Object detection and walkable path detection is the task of detecting and labeling all objects in an image or video and giving a suitable walking path based on the detection. It can be used to aid blind people and robots.
The obstacle detection has been implemented by detecting objects using SSD inception v2 which has been trained on the COCO dataset. A region of interest has been defined for the detection of the obstacles in our path. Once the location of the obstacle is detected on our video frame, the class and accuracy of the obstacle detected are displayed. Based on the detected locations of the obstacles, the necessary instructions are passed to the user. The instructions include "Left",
"Right" or "Stop" For example, if the obstacle lies on the left side of the frame, the user is instructed to move "Right" and vice-versa. The final results show that using an object detection API using SSD inception is a robust way to detect obstacles in a video or frame and will smoothly help charter a path around them helping the blind and robots.
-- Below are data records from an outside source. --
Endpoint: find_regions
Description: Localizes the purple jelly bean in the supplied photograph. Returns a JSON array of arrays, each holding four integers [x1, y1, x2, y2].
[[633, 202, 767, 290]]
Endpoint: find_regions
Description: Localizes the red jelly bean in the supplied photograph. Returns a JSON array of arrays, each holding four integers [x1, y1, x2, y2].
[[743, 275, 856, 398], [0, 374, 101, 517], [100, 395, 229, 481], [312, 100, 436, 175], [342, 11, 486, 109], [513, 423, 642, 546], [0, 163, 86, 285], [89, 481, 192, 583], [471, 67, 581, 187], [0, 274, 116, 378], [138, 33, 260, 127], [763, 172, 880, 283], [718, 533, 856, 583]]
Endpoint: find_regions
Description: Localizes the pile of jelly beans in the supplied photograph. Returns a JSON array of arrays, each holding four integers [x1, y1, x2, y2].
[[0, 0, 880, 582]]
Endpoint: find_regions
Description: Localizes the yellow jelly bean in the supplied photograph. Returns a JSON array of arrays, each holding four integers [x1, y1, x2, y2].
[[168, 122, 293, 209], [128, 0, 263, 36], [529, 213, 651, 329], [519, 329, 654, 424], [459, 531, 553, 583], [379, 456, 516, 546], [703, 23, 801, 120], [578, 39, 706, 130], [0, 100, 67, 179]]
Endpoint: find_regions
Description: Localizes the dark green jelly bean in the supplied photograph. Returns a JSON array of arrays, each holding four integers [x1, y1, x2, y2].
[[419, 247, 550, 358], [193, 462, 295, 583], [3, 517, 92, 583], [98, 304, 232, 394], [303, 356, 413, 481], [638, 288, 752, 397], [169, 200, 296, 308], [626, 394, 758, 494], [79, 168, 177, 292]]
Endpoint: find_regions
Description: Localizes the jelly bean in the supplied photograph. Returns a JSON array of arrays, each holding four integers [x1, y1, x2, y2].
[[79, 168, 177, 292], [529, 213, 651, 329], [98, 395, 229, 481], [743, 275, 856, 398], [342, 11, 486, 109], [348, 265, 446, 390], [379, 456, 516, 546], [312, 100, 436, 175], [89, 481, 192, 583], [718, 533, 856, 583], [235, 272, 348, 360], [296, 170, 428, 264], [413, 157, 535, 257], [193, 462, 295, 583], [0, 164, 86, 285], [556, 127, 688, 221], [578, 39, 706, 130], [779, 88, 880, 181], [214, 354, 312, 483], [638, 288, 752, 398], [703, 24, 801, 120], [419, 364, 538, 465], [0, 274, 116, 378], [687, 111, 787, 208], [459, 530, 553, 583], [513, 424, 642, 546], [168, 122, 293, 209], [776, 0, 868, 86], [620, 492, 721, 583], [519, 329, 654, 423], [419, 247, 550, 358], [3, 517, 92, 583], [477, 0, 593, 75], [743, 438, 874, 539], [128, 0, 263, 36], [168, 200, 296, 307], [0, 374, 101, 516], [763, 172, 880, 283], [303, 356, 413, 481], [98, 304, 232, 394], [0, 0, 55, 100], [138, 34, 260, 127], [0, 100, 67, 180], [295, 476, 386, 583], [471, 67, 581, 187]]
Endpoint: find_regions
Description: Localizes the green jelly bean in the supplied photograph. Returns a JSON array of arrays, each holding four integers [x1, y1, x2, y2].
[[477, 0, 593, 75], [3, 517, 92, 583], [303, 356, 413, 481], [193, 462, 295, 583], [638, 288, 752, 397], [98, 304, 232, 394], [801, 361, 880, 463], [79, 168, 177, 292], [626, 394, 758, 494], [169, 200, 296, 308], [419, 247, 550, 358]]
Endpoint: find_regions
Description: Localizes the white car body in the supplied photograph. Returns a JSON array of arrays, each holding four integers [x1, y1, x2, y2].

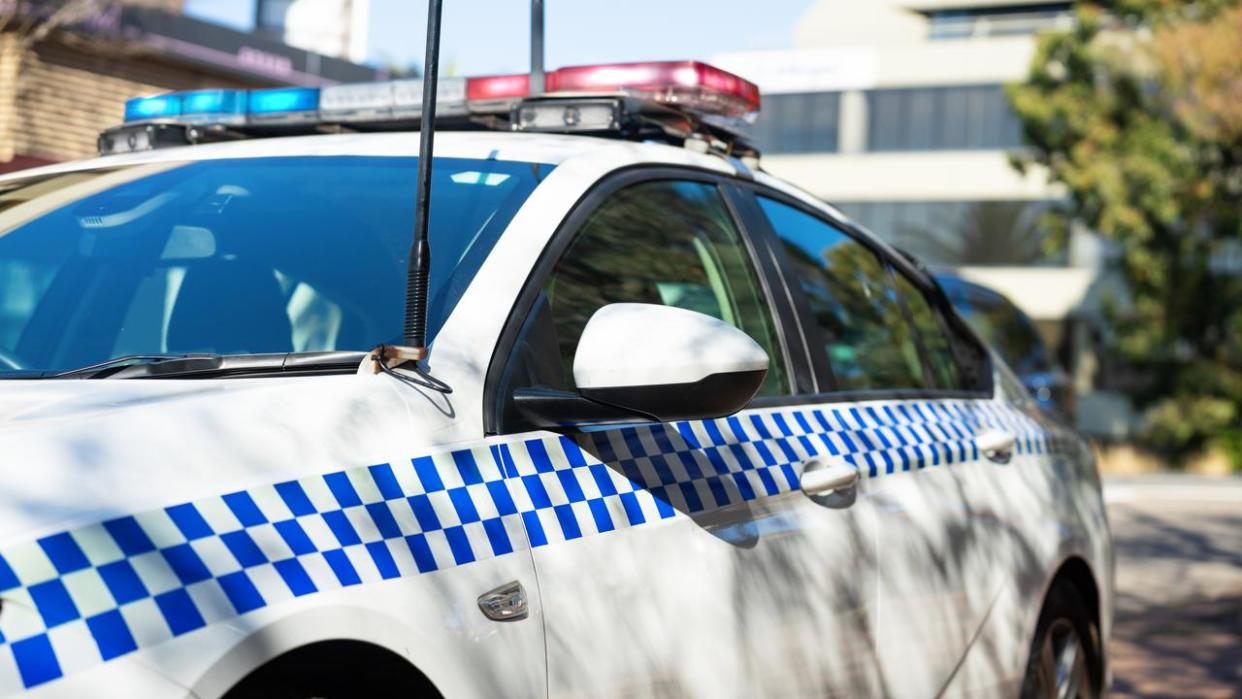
[[0, 133, 1113, 698]]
Image classification and object detection:
Image classification in computer vision takes an image and predicts the object in an image, while object detection not only predicts the object but also finds their location in terms of bounding boxes. For example, when we build a swimming pool classifier, we take an input image and predict whether it contains a pool, while an object detection model would also tell us the location of the pool. SSD
The SSD head is just one or more convolutional layers added to this backbone and the outputs are interpreted as the bounding boxes and classes of objects in the spatial location of the final layers activations. Next, let's go through the important concepts/parameters in SSD. Grid Cell:
SSD divides the image using a grid and have each grid cell be responsible for detecting objects in that region of the image. Detection objects simply means predicting the class and location of an object within that region. If no object is present, we consider it as the background class and the location is ignored. Anchor box:
SSD uses a matching phase while training, to match the appropriate anchor box with the bounding boxes of each ground truth object within an image. Essentially, the anchor box with the highest degree of overlap with an object is responsible for predicting that object’s class and its location. This property is used for training the network and for predicting the detected objects and their locations once the network has been trained. Aspect ratio
Not all objects are square in shape. Some are longer and some are wider, by varying degrees. The SSD architecture allows pre-defined aspect ratios of the anchor boxes to account for this. The ratios parameter
can be used to specify the different aspect ratios of the anchor boxes associates with each grid cell at each zoom/scale level Zoom level
It is not necessary for the anchor boxes to have the same size as the grid cell. We might be interested in finding smaller or larger objects within a grid cell. The zooms parameter is used to specify how much the anchor boxes need to be scaled up or down with respect to each grid cell. Just like what we have seen in the anchor box example, the size of the building is generally larger than the swimming pool. TENSORFLOW OBJECT DETECTION API:
The TensorFlow object detection API is the framework for creating a deep learning network that solves object detection problems. There are already pretrained models in their framework which they refer to as Model Zoo. This includes a collection of pretrained models trained on the COCO dataset. These models can be used for inference if we are interested in categories only in this dataset. COCO DATASET:
The Computer Vision Benchmark
The COCO dataset is labeled, providing data to train supervised computer vision models that are able to identify the common objects in the dataset. Of course, these models are still far from perfect, so the COCO dataset provides a benchmark for evaluating the periodic improvement of these models through computer vision research.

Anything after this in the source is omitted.